Pasta Almanac

Guide

Egg vs semolina: the two doughs

Almost every pasta is one of two recipes. The dough tells you the region, the texture, and the sauce.

Strip away the hundreds of shapes and nearly all of Italian pasta comes down to two doughs. Knowing which one you are holding tells you where it comes from, how it will feel, and what it wants on top.

Semolina and water

Coarse-ground durum wheat semolina, mixed with water and nothing else, is the dough of the South and of dried pasta. Durum is hard and high in protein, so it holds a firm bite, and it is the wheat that survives drying without turning brittle.
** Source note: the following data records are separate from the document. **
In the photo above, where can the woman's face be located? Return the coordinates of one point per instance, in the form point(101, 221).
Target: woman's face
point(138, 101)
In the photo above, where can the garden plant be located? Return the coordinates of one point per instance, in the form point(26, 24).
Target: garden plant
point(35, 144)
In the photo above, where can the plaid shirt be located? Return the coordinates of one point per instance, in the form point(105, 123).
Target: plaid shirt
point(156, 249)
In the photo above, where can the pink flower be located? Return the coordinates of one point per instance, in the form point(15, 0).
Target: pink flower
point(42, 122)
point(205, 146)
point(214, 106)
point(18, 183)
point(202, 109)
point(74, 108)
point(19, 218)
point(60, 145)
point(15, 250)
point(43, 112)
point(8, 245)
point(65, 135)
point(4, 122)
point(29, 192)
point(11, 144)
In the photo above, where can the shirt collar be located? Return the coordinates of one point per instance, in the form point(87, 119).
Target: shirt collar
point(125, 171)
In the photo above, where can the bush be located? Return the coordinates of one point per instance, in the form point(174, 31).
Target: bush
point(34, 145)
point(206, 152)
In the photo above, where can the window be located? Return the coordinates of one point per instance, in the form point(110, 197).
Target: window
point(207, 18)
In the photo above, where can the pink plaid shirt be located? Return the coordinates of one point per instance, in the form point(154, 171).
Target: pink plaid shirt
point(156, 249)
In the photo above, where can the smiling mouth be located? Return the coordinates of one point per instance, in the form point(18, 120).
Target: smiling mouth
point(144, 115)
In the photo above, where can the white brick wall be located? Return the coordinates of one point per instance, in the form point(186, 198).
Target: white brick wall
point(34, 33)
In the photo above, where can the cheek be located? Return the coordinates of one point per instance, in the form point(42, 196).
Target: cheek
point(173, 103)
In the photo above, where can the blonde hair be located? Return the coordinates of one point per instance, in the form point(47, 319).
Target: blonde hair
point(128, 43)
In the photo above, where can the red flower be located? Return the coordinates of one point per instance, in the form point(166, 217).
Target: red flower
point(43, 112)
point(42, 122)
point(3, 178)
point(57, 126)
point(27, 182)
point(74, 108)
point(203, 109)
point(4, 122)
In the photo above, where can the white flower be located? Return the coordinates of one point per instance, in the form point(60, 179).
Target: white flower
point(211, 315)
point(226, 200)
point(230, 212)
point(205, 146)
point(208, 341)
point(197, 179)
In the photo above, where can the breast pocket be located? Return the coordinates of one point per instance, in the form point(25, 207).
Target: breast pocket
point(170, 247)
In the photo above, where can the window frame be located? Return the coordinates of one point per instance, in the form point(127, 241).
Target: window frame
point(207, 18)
This is spaghetti, penne, rigatoni, the extruded shapes that fill the supermarket aisle, built for tomato, oil, and seafood.

Soft wheat and egg

Finer soft wheat flour bound with egg is the dough of the North, of Emilia-Romagna's sfoglia rolled by hand. The egg makes it rich, golden, tender, and a little porous, so fat clings to it. This is tagliatelle, tagliolini, the filled tortellini and ravioli, made for butter, cream, and gentle ragus.

Where they cross

The line is not absolute. Some hand-formed Southern shapes use semolina worked by hand without egg, like Puglia's orecchiette, and a few Northern cuts add egg to a semolina base. But as a first guess, egg means North, fresh, and tender; semolina means South, dried, and firm. The dough is the quiet fact under every shape.